L'Europa dice basta alla giungla delle etichette alimentare e mette nero su bianco. Da Strasburgo è infatti arrivato il via libero al nuovo testo per l'etichettatura dei cibi in cui spesso si perdono gli stessi consumatori, confusi tra ‘light', ‘senza zucchero' o ‘ricco di fermenti lattici vivi'. La nuova normativa, che porta la firma dell'eurodeputato Adriana Poli Bortone, punta in particolare a fare chiarezza sulla terminologia degli alimentati, ma anche sulla precisa composizione del contenuto.

In sostanza, a partire dalla fine di quest'anno, quando ovvero il provvedimento potrebbe entrare in vigore, l'utilizzo delle indicazioni nutrizionali e sanitarie non potrà essere falso o ambiguo, né dare adito a dubbi sulla sicurezza o sull'adeguatezza di altri alimenti o, ancora, incoraggiare il consumo eccessivo di un prodotto.
Ad esempio, per poter chiamare un alimento “ricco in fibre” dovranno esserci almeno 6 grammi di fibre per 100 grammi mentre per usare l'indicazione “povero in sodio e in sale” la presenza di tali elementi non potrà superare la soglia di 0,12 grammi per 100 grammi o 100 milligrammi.

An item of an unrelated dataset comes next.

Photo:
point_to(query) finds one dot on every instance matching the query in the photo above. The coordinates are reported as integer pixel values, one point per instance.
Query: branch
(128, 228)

Un altro punto forte del provvedimento, uno dei più discussi, riguarda l'obbligo per le imprese di indicare il “profilo nutrizionale” del prodotto se vogliono sfruttare il livello di un componente (per esempio, basso tenore di grassi) come argomento di vendita: ossia il rapporto tra grassi, sali e zuccheri contenuti negli alimenti che finiscono poi sulle tavole degli europei.
Alla Commissione Ue e all'Authority Ue per la Sicurezza Alimentare (Efsa), spetterà infatti di approvare e definire su basi scientifiche i profili alimentari per le varie categorie di alimenti.

“Con il suo voto il Parlamento ha appoggiato una legislazione che garantirà informazioni veritiere e scientifiche al consumatore”, ha commentato con soddisfazione il responsabile Ue della salute Markos Kyprianou che ha inoltre ricordato come “sarà possibile creare un mercato più giusto per i produttori le cui indicazioni nutrizionali e sulla salute sono veritiere e fondate”. L' idea della nuova normativa non è infatti solo quella di evitare che i consumatori vengano fuorviati nelle loro scelte di acquisto, ma anche di combattere malattie croniche come il diabete e l'obesità sempre più diffuse nei bambini: dati alla mano, ogni anno in Europa 400.000 nuovi bambini soffrono di obesità.